With this broadcasting mechanism, privacy is a main focus. Content is sent over a secure network to safeguard information and prevent data breaches, ransomware attacks and other cyber threats.
“Content that is delivered through datacasting is also encrypted and targeted to ensure broadcast transmission privacy and security,” Jeremy Cauthen, SCETV’s director of communications, told K–12 Dive.
With the emergence of distance learning, datacasting has found a new foothold in K–12 education, where protecting student data is crucial. From PowerPoint presentations to video files, any file type can be transmitted through a datacasting system, meaning teachers can customize engaging lesson plans using a variety of formats and online resources.
The Building Blocks of a Successful Datacasting Program
Datacasting consists of three steps: content creation and packaging, content encryption and content transmission.

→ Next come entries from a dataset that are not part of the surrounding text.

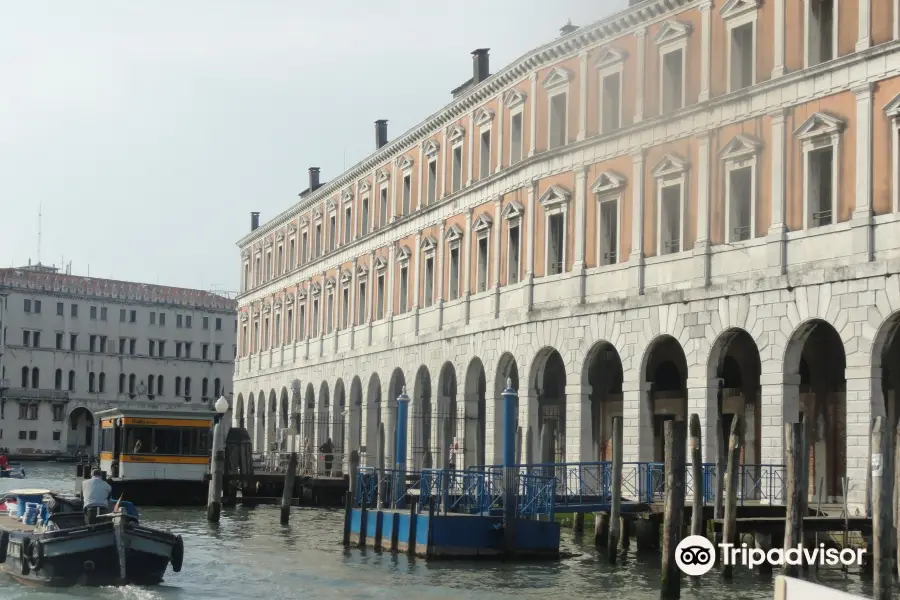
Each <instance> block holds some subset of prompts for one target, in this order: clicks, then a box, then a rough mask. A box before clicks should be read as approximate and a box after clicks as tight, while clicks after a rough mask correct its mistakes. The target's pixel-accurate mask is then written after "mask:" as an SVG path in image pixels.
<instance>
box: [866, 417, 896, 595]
mask: <svg viewBox="0 0 900 600" xmlns="http://www.w3.org/2000/svg"><path fill="white" fill-rule="evenodd" d="M870 436H871V440H872V442H871V447H872V546H873V559H874V561H875V565H874V569H873V571H872V584H873V588H874V590H873V595H872V597H873V598H874V599H875V600H889V599H890V597H891V583H892V580H893V576H892V575H891V567H892V566H893V565H892V562H893V557H892V556H891V549H892V546H893V543H892V540H891V539H890V537H891V517H892V516H893V515H892V514H891V513H892V512H893V509H892V507H891V500H890V487H891V479H890V473H889V470H888V468H887V466H888V464H889V463H890V460H891V432H890V430H889V429H888V425H887V419H886V418H885V417H882V416H878V417H875V418H874V419H872V424H871V429H870Z"/></svg>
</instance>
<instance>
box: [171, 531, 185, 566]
mask: <svg viewBox="0 0 900 600" xmlns="http://www.w3.org/2000/svg"><path fill="white" fill-rule="evenodd" d="M183 562H184V540H182V539H181V536H180V535H176V536H175V545H174V546H172V570H173V571H175V572H176V573H180V572H181V565H182V563H183Z"/></svg>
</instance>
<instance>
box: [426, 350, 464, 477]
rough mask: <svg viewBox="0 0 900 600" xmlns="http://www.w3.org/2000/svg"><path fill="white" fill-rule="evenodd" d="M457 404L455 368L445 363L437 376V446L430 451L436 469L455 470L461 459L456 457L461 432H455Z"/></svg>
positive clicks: (460, 436) (455, 369)
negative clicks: (452, 469)
mask: <svg viewBox="0 0 900 600" xmlns="http://www.w3.org/2000/svg"><path fill="white" fill-rule="evenodd" d="M456 411H457V402H456V368H454V366H453V363H451V362H449V361H448V362H445V363H444V366H443V367H441V374H440V375H439V376H438V398H437V423H435V427H436V428H437V432H436V433H437V435H435V436H434V438H435V439H436V440H437V445H436V447H435V449H434V450H432V456H433V457H434V458H436V459H437V466H438V468H441V469H444V468H450V469H456V468H457V467H458V466H459V463H460V461H461V460H462V457H461V456H460V457H457V452H458V451H459V450H460V449H461V447H462V446H461V443H460V438H461V437H462V435H461V432H460V431H459V430H457V423H458V422H459V419H458V418H457V412H456Z"/></svg>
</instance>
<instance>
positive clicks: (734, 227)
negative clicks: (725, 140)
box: [719, 134, 762, 243]
mask: <svg viewBox="0 0 900 600" xmlns="http://www.w3.org/2000/svg"><path fill="white" fill-rule="evenodd" d="M761 147H762V142H760V141H759V140H758V139H756V138H754V137H752V136H749V135H743V134H741V135H738V136H735V137H734V139H732V140H731V141H730V142H729V143H728V144H726V146H725V147H724V148H722V151H721V152H720V153H719V158H720V159H721V160H722V161H723V162H724V163H725V242H726V243H734V242H741V241H744V240H749V239H751V238H753V237H754V235H755V228H754V223H755V222H756V187H757V186H756V172H757V157H758V155H759V150H760V148H761Z"/></svg>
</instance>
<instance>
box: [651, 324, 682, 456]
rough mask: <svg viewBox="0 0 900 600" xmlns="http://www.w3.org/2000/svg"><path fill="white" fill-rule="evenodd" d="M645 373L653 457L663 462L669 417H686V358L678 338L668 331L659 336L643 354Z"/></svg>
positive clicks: (678, 418) (679, 418) (654, 340)
mask: <svg viewBox="0 0 900 600" xmlns="http://www.w3.org/2000/svg"><path fill="white" fill-rule="evenodd" d="M643 373H644V381H645V382H646V384H647V386H648V389H649V394H647V396H648V399H647V400H645V401H646V402H649V406H648V407H647V408H648V413H649V415H650V417H651V426H652V431H653V456H652V460H653V461H654V462H664V461H665V452H664V449H665V433H664V431H665V423H666V421H673V420H674V421H685V420H686V419H687V359H686V358H685V356H684V350H682V348H681V344H679V343H678V340H676V339H675V338H673V337H672V336H669V335H662V336H659V337H658V338H656V339H655V340H654V341H653V342H652V343H651V344H650V348H649V349H648V350H647V354H646V355H645V357H644V370H643Z"/></svg>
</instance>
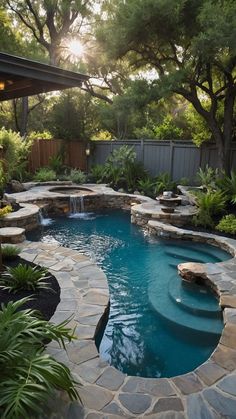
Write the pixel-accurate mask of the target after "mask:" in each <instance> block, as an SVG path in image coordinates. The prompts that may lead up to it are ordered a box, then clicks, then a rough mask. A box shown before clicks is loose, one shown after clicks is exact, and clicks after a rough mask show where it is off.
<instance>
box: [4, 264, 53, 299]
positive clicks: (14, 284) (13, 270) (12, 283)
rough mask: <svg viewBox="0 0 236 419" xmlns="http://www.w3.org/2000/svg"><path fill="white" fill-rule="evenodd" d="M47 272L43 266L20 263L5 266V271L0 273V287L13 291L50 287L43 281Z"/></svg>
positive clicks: (44, 279) (12, 291)
mask: <svg viewBox="0 0 236 419" xmlns="http://www.w3.org/2000/svg"><path fill="white" fill-rule="evenodd" d="M47 273H48V272H47V270H46V269H44V268H38V267H37V266H35V267H32V266H30V265H22V264H21V263H20V264H19V265H18V266H16V267H15V268H7V271H6V272H4V273H2V275H1V277H0V288H2V289H4V290H8V291H9V292H13V293H15V292H17V291H20V290H27V291H30V290H32V291H35V290H37V289H39V288H41V289H42V288H43V289H50V287H49V285H48V283H47V282H45V280H46V279H47Z"/></svg>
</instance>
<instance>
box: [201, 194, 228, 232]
mask: <svg viewBox="0 0 236 419" xmlns="http://www.w3.org/2000/svg"><path fill="white" fill-rule="evenodd" d="M195 196H196V204H197V206H198V209H199V211H198V214H197V215H196V216H195V217H194V219H193V221H194V224H195V225H198V226H202V227H204V228H207V227H210V228H213V227H214V226H215V222H214V219H213V218H214V217H215V216H217V215H219V214H221V213H222V212H223V211H224V209H225V206H226V200H227V198H226V196H225V195H224V193H222V192H221V191H215V192H207V193H203V192H197V193H195Z"/></svg>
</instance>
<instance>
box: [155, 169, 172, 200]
mask: <svg viewBox="0 0 236 419" xmlns="http://www.w3.org/2000/svg"><path fill="white" fill-rule="evenodd" d="M175 189H176V183H175V182H173V181H172V180H171V177H170V175H169V173H161V174H160V175H159V176H157V178H156V181H155V193H156V194H157V195H160V194H162V193H163V192H164V191H174V190H175Z"/></svg>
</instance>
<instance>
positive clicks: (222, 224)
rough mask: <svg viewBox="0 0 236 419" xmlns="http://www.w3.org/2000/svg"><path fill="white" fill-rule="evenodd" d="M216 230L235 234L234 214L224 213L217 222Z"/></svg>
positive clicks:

In the first stage, education stakeholders create and package content for their students. To encourage a personalized learning experience, the system supports any type of file, including JPG, PDF and MP4 files, Word documents and various online resources. SCETV’s pilot program, for example, gives educators access to almost 9,000 media assets through KnowItAll.org and PBS LearningMedia.
Next, that content is encrypted and transmitted to a public broadcasting agency, such as PBS. Finally, the encrypted data is transmitted to targeted student devices. To receive files through datacasting, students need a Wi-Fi-enabled device, an antenna and a receiver. In the South Carolina pilot program, districts provide students with the antenna and receiver for free.